Ieri sera Paolo Cognetti ha vinto il Premio Strega con il suo bel romanzo “Le otto montagne”. E questo è su tutti i siti e i giornali odierni.
Quello che invece non tutti sanno è che qualche anno fa il giovane autore milanese ha fatto un’incursione nel cibo, raccontando la gastronomia di New York nel libro “Tutte le mie preghiere guardano verso ovest” (EDT).
Il cibo raccontato dagli scrittori è tutta un’altra cosa. Niente foodporn. Niente tecnicismi da gourmet. Niente lusinghe dei grandi chef.

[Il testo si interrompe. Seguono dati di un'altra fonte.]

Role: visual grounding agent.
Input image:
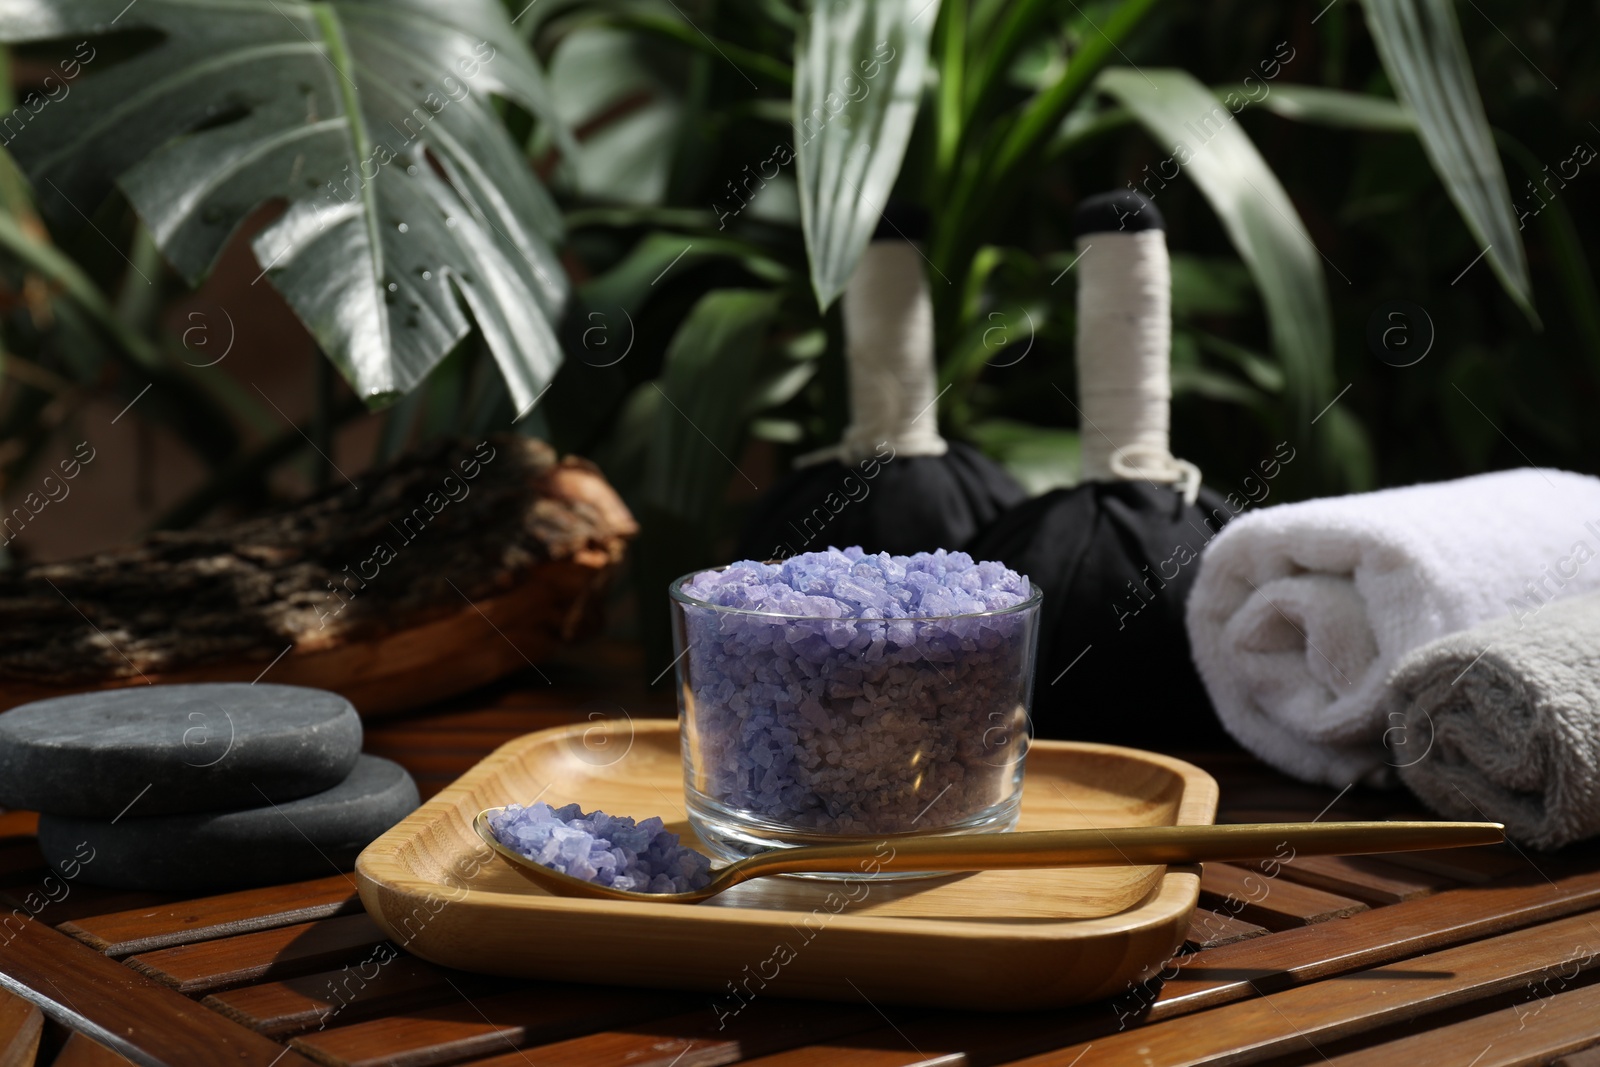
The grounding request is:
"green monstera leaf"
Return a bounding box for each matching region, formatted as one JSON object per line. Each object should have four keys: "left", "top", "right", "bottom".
{"left": 0, "top": 0, "right": 569, "bottom": 410}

Il cibo raccontato dagli scrittori –da uno limpido come Cognetti ancor di più– va alla sostanza delle cose. E solo uno scrittore avrebbe potuto raccontare così il piatto simbolo dell’America, l’hamburger:
«Io al diner ci vado per l’hamburger e lo voglio così: con pomodoro, lattuga e cipolla, la senape e non il ketchup, doppio strato di Monterey Jack, un cetriolo in salamoia accanto, contorno di patatine.
Le patate mi ricordano di essere nelle strade degli irlandesi; il cetriolo che New York è una città ebraica; il cheddar che qui gli italiani non sono mai riusciti a importare del buon formaggio.
E poi la carne, naturalmente: la carne è l’America. Per questo deve grondare sangue. O come dettava il ramponiere Stubb al cuoco del Pequod in Moby Dick: “con un amano tieni il filetto di balena, con l’altra gli mostri un carbone acceso, e fatto questo lo puoi servire.”
La cameriera annuisce e segna sul taccuino. Poi mi lascia ad aspettare il mio hamburger davanti alla finestra: fuori c’è aria di pioggia, una ragazza passa con un cane, e da dove mi trovo adesso –a New York e nella vita– l’est è un ricordo da gettarsi alle spalle, tutte le mie preghiere guardano verso ovest.»